Ein paar Zahlen: 2344 Polizeivollzugsbeamt*innen, 90 Verwaltungsbeamt*innen und 368 Regierungsbeschäftige kümmern sich um das Wohl der gut 600.000 Dortmunder*innen. 1860 Kilometer Straße und 535 Kilometer Autobahn gilt es zu kontrollieren und ein Gebiet, das sich über 280 Quadratkilometer erstreckt. Allein im vergangenen Jahr gab es 244.902 Einsätze in Dortmund; davon mehr als 55.000 Straftaten und etwa 20.000 Verkehrsunfälle.
Was macht das mit den Menschen, die für unsere Sicherheit zuständig sind? Wie lebt man mit den unregelmäßigen Arbeitszeiten und damit, nie zu wissen, was einen am Einsatzort erwartet? „Neulich hatten wir eine junge Auszubildende bei einem Einsatz auf der Autobahn. Eine dramatische Situation, die Bergung war extrem schwierig, ein Pkw-Fahrer war eingeklemmt. Sie hielt ihm die Hand, während er starb“, erzählt Ralf Ziegler – und man spürt, dass es auch nach vielen Jahren im Dienst noch Momente gibt, die nahegehen. Darum spielt auch Seelsorge eine wichtige Rolle im Polizeidienst – Pfarrerin Stefanie Alkier-Karweick sitzt mit am Tisch, gehört auch sonst zum Team und steht den Polizist*innen zur Seite. Seit 60 Jahren gibt es einen Vertrag zwischen den Kirchen und dem Land NRW, der die Polizei-Seelsorge sicherstellt – da ihre Stelle nicht refinanziert wird, kann Stefanie Alkier-Karweik unabhängig ihren wichtigen Dienst tun. „Einsätze mit Kindern gehen den meisten besonders unter die Haut“, erzählt sie mit nachdenklicher Stimme. Und auch das Überbringen von Todesnachrichten sei für die Kolleg*innen immer eine schwere Aufgabe. „Wenn sie dann mit den fassungslosen Angehörigen zusammensitzen, sind das Momente, an denen die `Seelenschwarte´ brüchig wird …“
Durch Torsten Seiler, dem Kreisvorsitzenden der Polizeigewerkschaft, kommen mehrere von Ihnen beim Termin zu Wort – er hat sie zu ihren Sorgen und Nöten, zu ihrer Berufszufriedenheit und zu den besonderen Belastungen befragt. Beeindruckend ist, dass sie übereinstimmend betonen, sie würden jederzeit wieder Polizist*in werden – auch wenn z.B. die Gewalt gegen die Polizei zugenommen habe.

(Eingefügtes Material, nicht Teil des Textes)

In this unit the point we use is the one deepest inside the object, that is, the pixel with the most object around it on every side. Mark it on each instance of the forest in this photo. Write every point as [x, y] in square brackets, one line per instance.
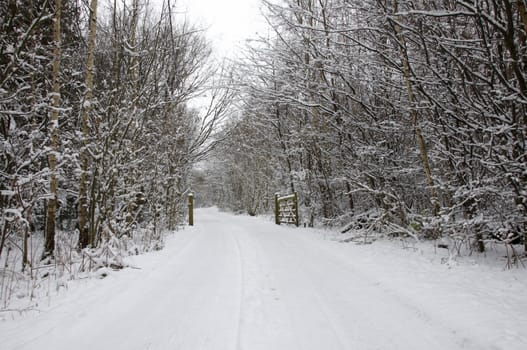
[395, 117]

Sich anspucken, beschimpfen und provozieren zu lassen – kann man lernen, damit umzugehen? „Ich denke, dass die KollegInnen in der Öffentlichkeit überwiegend positiv wahrgenommen werden“, ist Polizeipräsident Ralf Ziegler überzeugt. Und doch ergänzt er: „Der Respekt ist verloren gegangen.“
Da nickt der ein oder andere Pfarrer, die ein oder andere Theologin. Und entdeckt nach dem dreistündigen Termin vielleicht mehr Gemeinsamkeiten zwischen Polizist*in und Pfarrer*in, als erwartet …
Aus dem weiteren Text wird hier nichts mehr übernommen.